MR. PRESIDING JUSTICE GOLDBERG DELIVERED THE OPINION OF THE COURT:
After a bench trial, defendant, Dallas Rice, was found guilty of aggravated battery. (Ill. Rev. Stat. 1969, ch. 38, par. 12-4(b) (1).) He was sentenced to the penitentiary for one to four years and appeals. He contends: 1) that the evidence failed to support the conviction; 2) that his right to a speedy trial was violated; 3) that the trial court erred in receiving hearsay evidence and in restricting cross-examination by defendant's counsel and 4) in sentencing defendant without a hearing in aggravation and mitigation. Our view of this appeal requires consideration only of the question regarding hearsay evidence. We will, however, make a statement of the pertinent facts.
This record presents a complete conflict in the evidence.
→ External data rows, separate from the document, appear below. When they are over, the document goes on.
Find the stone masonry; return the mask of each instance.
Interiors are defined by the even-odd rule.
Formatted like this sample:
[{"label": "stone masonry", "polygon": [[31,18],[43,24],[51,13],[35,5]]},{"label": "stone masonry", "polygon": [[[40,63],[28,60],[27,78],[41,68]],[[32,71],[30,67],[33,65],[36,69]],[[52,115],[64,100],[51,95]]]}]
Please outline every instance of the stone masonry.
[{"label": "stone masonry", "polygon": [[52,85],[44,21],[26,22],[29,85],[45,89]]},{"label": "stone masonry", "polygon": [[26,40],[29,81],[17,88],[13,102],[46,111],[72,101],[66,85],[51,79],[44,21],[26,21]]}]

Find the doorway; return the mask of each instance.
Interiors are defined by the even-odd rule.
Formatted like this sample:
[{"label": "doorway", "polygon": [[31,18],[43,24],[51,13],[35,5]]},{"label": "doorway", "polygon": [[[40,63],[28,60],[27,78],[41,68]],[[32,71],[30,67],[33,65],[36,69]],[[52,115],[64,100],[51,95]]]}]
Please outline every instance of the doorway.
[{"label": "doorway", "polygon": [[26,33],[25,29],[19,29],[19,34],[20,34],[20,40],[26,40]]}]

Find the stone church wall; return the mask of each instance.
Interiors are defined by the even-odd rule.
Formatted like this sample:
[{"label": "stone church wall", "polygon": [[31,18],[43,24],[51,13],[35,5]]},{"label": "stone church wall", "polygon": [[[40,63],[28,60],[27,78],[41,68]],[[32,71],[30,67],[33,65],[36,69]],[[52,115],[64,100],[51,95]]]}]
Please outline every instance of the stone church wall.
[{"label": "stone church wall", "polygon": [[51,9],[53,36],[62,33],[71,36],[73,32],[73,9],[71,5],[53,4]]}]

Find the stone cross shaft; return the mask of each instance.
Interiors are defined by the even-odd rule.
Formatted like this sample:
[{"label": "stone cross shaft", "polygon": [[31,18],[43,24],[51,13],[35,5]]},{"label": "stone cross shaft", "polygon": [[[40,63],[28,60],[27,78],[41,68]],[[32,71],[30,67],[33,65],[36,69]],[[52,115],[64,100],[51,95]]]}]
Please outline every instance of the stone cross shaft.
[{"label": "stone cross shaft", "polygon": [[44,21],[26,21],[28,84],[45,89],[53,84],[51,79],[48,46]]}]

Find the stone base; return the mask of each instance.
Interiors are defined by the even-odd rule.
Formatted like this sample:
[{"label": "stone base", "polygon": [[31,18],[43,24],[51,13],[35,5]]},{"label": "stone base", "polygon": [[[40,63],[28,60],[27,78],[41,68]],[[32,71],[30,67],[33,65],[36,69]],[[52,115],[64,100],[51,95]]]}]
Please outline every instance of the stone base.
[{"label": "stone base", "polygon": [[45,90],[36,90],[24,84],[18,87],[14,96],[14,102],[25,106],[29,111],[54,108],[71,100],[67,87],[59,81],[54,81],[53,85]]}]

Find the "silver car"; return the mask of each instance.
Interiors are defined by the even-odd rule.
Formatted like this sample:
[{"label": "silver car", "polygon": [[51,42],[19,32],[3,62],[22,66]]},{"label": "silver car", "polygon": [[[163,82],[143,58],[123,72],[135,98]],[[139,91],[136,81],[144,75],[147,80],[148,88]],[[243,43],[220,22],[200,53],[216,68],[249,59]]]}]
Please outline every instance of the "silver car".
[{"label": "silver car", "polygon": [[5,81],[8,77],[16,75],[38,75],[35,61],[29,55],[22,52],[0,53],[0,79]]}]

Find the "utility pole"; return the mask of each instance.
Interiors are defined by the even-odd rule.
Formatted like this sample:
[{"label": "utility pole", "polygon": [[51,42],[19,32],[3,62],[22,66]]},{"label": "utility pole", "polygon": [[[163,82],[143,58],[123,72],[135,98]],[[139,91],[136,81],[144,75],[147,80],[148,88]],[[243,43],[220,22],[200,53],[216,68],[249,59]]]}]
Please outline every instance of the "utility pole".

A complaining witness, 17 years old, testified that about midnight, when he was walking with a girl he knew named Patricia McKay, defendant accosted them and shouted to defendant that he wished to speak to the girl. Some words passed between them and defendant then pulled out a knife. The complaining witness had no weapon. Defendant stabbed the complaining witness in the chest and in the area of the left arm. The girl began to scream other persons ran toward them and the defendant ran away.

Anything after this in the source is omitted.